Now we write implementations of numpy functions for DiagonalArray
.
For completeness, to support the usage arr.sum()
add a method sum
that
calls numpy.sum(self)
, and the same for mean
.
>>> @implements(np.sum)
... def sum(arr):
... "Implementation of np.sum for DiagonalArray objects"
... return arr._i * arr._N
...
>>> @implements(np.mean)
... def mean(arr):
... "Implementation of np.mean for DiagonalArray objects"
... return arr._i / arr._N
...
>>> arr = DiagonalArray(5, 1)
>>> np.sum(arr)
5
>>> np.mean(arr)
0.2
If the user tries to use any numpy functions not included in
HANDLED_FUNCTIONS
, a TypeError
will be raised by numpy, indicating that
this operation is not supported.
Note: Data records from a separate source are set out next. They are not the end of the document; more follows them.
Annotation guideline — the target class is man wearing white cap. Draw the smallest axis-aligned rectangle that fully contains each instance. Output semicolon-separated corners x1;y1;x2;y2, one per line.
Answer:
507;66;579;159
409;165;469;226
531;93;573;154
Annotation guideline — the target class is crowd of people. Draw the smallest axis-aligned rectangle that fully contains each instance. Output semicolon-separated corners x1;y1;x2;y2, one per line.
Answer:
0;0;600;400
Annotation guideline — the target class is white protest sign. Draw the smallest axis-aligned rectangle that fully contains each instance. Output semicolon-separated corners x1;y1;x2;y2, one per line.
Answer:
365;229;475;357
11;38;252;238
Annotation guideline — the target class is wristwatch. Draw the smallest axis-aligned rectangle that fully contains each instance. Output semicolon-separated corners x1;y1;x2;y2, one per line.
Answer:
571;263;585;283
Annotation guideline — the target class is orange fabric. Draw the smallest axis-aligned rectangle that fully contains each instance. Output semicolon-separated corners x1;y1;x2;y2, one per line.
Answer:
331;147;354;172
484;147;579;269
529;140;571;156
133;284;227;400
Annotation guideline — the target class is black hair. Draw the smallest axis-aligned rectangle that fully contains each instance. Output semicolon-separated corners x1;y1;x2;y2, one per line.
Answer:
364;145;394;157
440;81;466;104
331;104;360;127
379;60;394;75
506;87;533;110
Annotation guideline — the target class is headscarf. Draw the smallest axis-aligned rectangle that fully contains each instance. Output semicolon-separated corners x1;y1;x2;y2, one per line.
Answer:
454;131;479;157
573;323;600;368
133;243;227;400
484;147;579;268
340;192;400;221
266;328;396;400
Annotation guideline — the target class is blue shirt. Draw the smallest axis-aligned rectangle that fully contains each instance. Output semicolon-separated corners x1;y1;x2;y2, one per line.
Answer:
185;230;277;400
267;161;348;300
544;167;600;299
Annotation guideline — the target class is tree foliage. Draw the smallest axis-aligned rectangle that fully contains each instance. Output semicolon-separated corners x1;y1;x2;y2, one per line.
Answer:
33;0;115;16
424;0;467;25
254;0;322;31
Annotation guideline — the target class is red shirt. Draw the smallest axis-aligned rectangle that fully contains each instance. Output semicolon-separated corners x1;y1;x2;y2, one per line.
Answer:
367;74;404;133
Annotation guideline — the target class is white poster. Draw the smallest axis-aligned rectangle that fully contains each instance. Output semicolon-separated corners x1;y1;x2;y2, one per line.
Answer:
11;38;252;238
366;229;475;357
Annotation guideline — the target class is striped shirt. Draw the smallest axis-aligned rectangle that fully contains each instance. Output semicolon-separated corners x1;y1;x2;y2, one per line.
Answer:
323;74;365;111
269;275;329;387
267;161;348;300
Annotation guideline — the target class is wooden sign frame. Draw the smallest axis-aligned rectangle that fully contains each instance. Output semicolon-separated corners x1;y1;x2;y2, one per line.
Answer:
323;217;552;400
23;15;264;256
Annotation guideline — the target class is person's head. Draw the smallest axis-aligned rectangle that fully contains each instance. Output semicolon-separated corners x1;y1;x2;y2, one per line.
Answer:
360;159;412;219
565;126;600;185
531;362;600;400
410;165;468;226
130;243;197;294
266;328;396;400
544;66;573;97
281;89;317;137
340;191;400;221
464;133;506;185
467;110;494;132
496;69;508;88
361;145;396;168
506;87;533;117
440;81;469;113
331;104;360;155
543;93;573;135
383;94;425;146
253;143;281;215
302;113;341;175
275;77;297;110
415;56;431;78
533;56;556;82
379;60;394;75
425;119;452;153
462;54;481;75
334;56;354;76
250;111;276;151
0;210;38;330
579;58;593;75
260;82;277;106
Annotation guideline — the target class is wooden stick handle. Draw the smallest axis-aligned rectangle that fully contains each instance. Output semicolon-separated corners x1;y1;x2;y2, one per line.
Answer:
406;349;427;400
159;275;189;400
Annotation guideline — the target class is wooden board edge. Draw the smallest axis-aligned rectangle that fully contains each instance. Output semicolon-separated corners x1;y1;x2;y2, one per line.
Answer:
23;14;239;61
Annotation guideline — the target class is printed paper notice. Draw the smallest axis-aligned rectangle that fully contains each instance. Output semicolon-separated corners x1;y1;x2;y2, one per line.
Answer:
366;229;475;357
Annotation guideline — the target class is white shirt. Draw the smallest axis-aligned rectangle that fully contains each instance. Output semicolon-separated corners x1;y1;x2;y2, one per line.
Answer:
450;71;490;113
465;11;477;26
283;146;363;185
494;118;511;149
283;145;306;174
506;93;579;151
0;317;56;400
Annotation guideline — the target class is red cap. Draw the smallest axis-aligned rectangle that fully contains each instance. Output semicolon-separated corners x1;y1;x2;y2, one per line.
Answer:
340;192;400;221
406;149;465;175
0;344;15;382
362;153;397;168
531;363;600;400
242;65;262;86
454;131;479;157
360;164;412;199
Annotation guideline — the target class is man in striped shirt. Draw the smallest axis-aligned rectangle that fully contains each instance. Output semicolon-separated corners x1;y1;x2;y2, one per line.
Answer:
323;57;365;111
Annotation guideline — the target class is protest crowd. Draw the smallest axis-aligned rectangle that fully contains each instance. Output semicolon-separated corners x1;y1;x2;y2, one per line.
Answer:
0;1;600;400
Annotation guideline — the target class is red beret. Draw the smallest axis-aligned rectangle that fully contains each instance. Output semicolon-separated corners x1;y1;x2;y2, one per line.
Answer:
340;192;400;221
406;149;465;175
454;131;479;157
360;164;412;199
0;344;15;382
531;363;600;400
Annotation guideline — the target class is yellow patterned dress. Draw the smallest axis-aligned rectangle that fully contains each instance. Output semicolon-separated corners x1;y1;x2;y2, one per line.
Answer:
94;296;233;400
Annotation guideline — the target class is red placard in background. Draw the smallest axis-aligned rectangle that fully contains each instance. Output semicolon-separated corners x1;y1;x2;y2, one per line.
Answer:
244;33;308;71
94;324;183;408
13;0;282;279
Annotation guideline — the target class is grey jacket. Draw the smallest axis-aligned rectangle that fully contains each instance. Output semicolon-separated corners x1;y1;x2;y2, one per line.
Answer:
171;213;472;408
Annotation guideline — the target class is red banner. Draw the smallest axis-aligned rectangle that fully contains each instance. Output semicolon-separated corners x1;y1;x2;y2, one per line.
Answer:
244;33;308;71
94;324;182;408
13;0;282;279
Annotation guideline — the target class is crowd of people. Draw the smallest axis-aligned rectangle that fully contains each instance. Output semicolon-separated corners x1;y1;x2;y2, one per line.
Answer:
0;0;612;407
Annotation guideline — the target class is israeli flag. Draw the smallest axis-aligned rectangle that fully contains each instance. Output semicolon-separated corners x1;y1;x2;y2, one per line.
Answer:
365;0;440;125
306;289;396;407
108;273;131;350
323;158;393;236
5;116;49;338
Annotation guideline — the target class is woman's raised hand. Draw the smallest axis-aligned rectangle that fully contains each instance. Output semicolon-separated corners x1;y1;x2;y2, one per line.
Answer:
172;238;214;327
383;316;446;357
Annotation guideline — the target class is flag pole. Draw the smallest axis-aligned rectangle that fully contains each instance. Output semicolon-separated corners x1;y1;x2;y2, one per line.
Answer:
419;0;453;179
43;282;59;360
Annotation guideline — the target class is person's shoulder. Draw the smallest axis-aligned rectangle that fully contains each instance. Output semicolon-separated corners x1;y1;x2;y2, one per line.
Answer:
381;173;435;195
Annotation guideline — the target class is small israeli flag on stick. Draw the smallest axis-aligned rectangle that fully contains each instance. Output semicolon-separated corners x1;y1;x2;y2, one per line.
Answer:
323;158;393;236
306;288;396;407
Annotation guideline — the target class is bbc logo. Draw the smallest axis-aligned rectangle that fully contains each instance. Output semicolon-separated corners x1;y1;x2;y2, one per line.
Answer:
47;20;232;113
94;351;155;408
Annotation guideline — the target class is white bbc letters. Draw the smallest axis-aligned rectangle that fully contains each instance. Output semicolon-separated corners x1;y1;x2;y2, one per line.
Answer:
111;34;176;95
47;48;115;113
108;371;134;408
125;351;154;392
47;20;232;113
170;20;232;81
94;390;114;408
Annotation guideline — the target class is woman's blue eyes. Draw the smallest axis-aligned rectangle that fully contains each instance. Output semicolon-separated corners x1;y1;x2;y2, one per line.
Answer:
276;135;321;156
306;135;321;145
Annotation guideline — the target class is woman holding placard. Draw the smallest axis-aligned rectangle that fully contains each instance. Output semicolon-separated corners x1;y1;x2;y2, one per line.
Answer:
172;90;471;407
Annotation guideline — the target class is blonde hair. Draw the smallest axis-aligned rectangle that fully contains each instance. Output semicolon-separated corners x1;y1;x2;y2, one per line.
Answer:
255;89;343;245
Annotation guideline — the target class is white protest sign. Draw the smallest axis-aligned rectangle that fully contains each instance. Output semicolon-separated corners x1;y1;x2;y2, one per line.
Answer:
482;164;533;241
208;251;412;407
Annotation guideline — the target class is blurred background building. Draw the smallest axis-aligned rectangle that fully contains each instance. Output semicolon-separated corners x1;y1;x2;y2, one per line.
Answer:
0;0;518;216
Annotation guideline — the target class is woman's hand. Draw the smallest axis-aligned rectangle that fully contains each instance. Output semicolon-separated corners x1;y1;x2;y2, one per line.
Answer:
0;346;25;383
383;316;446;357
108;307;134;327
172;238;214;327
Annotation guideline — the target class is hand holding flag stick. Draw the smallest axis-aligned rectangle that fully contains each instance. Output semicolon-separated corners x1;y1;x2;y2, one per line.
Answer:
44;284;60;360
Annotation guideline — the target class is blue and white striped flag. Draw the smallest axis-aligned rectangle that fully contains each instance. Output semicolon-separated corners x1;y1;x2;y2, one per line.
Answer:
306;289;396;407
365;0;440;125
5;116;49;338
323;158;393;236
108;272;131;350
For example, concatenating two
DiagonalArrays
does not produce another diagonal array, so it is not
supported.
>>> np.concatenate([arr, arr])
Traceback (most recent call last):
...
TypeError: no implementation found for 'numpy.concatenate' on types that implement __array_function__: [<class '__main__.DiagonalArray'>]
Additionally, our implementations of sum
and mean
do not accept the
optional arguments that numpy’s implementation does.
>>> np.sum(arr, axis=0)
Traceback (most recent call last):
...
TypeError: sum() got an unexpected keyword argument 'axis'
The user always has the option of converting to a normal numpy.ndarray
with
numpy.asarray
and using standard numpy from there.
>>> np.concatenate([np.asarray(arr), np.asarray(arr)])
array([[1., 0., 0., 0., 0.],
[0., 1., 0., 0., 0.],
[0., 0., 1., 0., 0.],
[0., 0., 0., 1., 0.],
[0., 0., 0., 0., 1.],
[1., 0., 0., 0., 0.],
[0., 1., 0., 0., 0.],
[0., 0., 1., 0., 0.],
[0., 0., 0., 1., 0.],
[0., 0., 0., 0., 1.]])
The implementation of DiagonalArray
in this example only handles the
np.sum
and np.mean
functions for brevity. Many other functions in the
Numpy API are also available to wrap and a full-fledged custom array container
can explicitly support all functions that Numpy makes available to wrap.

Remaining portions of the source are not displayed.